Remember that I love you. 

 

I started meditating by sitting still and focusing on breathing in for eight seconds, holding for eight seconds, and breathing out for eight seconds. It gave me a place to feel the emotions that I repressed during the day without realizing. It showed me how I really feel. It’s my me-time outside of time. Sometimes i’ll follow the same breathing pattern but move around, following pleasure in the body, like I learned in class. I started to feel grounded in my day-to-day because I realized I could just feel good on my own, that pleasure and joy can always be found but you have to look for them. By cutting down on distractions and learning to weather the torrent of impulses spring-loaded in my body I found a cache of well-being in the space between the in-breath and out-breath.

 

You are not special. You are important. Remember.

 

Learning to love yourself even during conflict is political. Prioritize it. Work as little as you can. Make enough to get by and to buy yourself things that bring you joy. I used CERB money to buy a dildo and Animal Crossing. Release yourself from the idea that you need to be doing something. Come back to yourself. Pay attention to the ways your distractions are manifestations of a white-supremacist capitalist patriarchy. Learn where the line is between self-soothing and self-sabotage (AKA Animal Crossing overload). Approach self-care as if you had no resources - take cues from your body and from nature. In rebuilding yourself, use a different mould. Pay attention to your relationships, they are your greatest teachers. Speak freely and watch them evolve. Laugh at fear in the face. Make art, build something, seek out people who listen to your point of view. Don’t stop. Keep going. 

 

Relax your tongue, feel the weight of it press down gently on your heart.

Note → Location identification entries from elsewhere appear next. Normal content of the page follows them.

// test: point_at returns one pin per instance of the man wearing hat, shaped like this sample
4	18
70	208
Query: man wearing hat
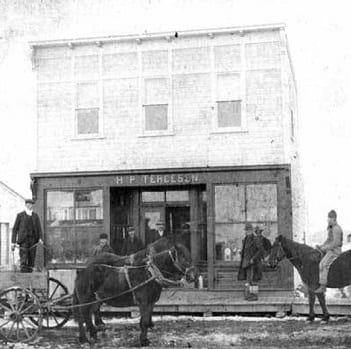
251	263
103	245
159	233
331	248
266	244
132	243
27	234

Your body is waiting to find you.

 

If I may speak from a place of tough love, you are not allowed to feel bad just for existing, and that feeling certainly cannot be your motivation for social justice work. Learn how you feel your best - hone it like a skill and make it into a practice - and then come join the fight. Learning self-respect brings up an endless well of anger towards the injustices we face - that’s the fuel for revolution. We’ll always be here, there will always be work to be done. Life must be accepted before it can be fought for. Remember yourself. Remember the goal: loving ourselves and each other in spite of what we are up against.